Por que o Galo canta antes do sol nascer

Hefesto, um odd number,  um mutilado, deus dos nós, deus ferreiro e das forjas, aquele que produz as mais belas jóias, teve por mulheres as mais belas Deusas; inicialmente esteve unido a Charis, a Graça por excelência, conforme conta Homero e também com Aglaia, a mais jovem das Cárites, segundo Hesíodo.

A última de suas esposas foi Afrodite; para consegui-la  Aephaistos,   aquele que incendeia as águas[1],  ofereceu um  vultuoso dote ao Crônida, pela mão da  Deusa da Beleza.  Lembremo-nos que Homero fez Afrodite filha de Zeus e Dione. A tradição anterior a Homero, e posteriormente cantada por Hesíodo, faz  Afrodite nascida de espumas (Aphrós) das águas do mar, onde caíra a amputada genitália de Crono.

Junito, o grande mestre que sempre vale lembrar, qualifica essa união como exemplo de uma coniunctio oppositorum, mas que, dadas as circunstâncias, não conseguiu gerar uma coincidentia oppositarum.

Hefesto, o horror da  feiúra, estava  casado com o esplendor da beleza! Por outro lado, o que incendeia as águas casava-se com a nascida das águas.

A Deusa do amor, antes de tudo uma Deusa da Vegetação, precisa ser fecundada, pois, por si mesma é um grande vazio. Afrodite ressentia-se pelas prolongadas ausências do marido, sempre às voltas com suas forjas. Afrodite não gerou filhos com Hefesto. Diante do impasse, preencheu a solidão do leito com o amor de Ares, deus da  Guerra, na tentativa de compor um novo complexo oppositorum.

Hélio, o condutor do carro do Sol, aquele que tudo vê, muito fofoqueiro, uma vez que  está sempre  vasculhando a intimidade de todos, tão logo descobriu os amantes, os denunciou a Hefesto, que já sabia das infidelidades da esposa. Tornando-se o fato rex publica, o deus coxo precisou tomar-se de fúria e, pulando numa só perna, prometeu vingança. Urdiu e tramou e, em suas fabulações maquiavélicas, uma rede metálica, de fios invisíveis, teceu; forjou armadilha indestrutível, como só ele sabia criar e colocou-a por sobre o leito conjugal para prender os amantes.

Logo pela manhã, com a alegação de que iria para Lemnos, cidade do povo Síntio, Hefesto partiu, anunciando que se demoraria por alguns dias e noites.

Ares, o mais odioso de todos os imortais que habitam o Olimpo[2], prontamente se apresentou à amada convidando-a para com ele partilhar o leito. Sempre  precavido, porém, deixava o servo Alectrion de plantão o qual deveria, com antecedência,  avisá-lo sobre o nascer do dia.

O jovem sentinela, cansado das lides diurnas e noturnas de seu amo, adormeceu e assim; Helio que tudo vê e não perde a hora, conhecedor de todas as mazelas do mundo[3]surpreendeu os amantes e tudo relatou a Hefesto. A armadilha projetada funcionara a contento e, quando o marido traído retornou,  encontrou os amantes aprisionados.

A cólera assomou a seu peito e rebentando num grito espantoso que todos os deuses ouviram[4]. Hefesto  invocou a presença de Zeus, reclamou de Afrodite, acusou Ares de desonrá-lo e justificou-se com sua deformidade dizendo que a culpa era de seus pais!

– Melhor fora se nunca me houvessem gerado[5].

Os deuses afluíram à casa  de bronze: Posídon, Hermes, Apolo, um a um foram chegando.  As deusas abstiveram-se de entrar pelo pejo que sentiram.

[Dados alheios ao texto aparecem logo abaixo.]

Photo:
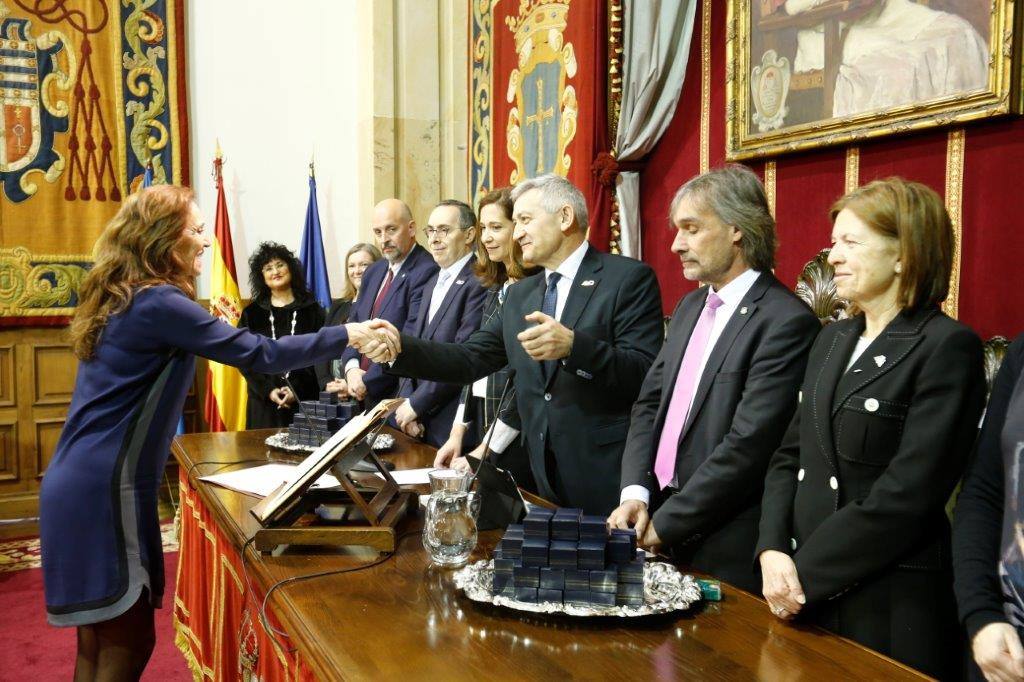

Ao contemplarem o artifício de Hefesto, os deuses caíram em profusas gargalhadas. Mas, para nosso espanto, o que Hefesto reclamava é que os dotes que havia pago ao Crônida Zeus, fossem-lhe ressarcidos por Ares!

Posídon interferiu sugerindo que os amantes fossem libertados, comprometendo-se que a dívida seria paga por Ares e que, em última instância, por ela responderia!

Hefesto respondeu, cordato:

– Não fica bem recusar-me a aceitar o penhor, que apresentas[6].

Assim  Ares e Afrodite foram soltos.  Para a Trácia se mandou Ares e Afrodite recolheu-se na Ilha de Chipre para ser banhada e ungida pelas Graças com óleo sacro e perene “[7].

Quanto ao jovem Alectrion, consta que sofre até hoje com sua punição uma vez que foi metamorfoseado em Galo e obrigado a cantar eternamente por toda madrugada, antes do Sol nascer.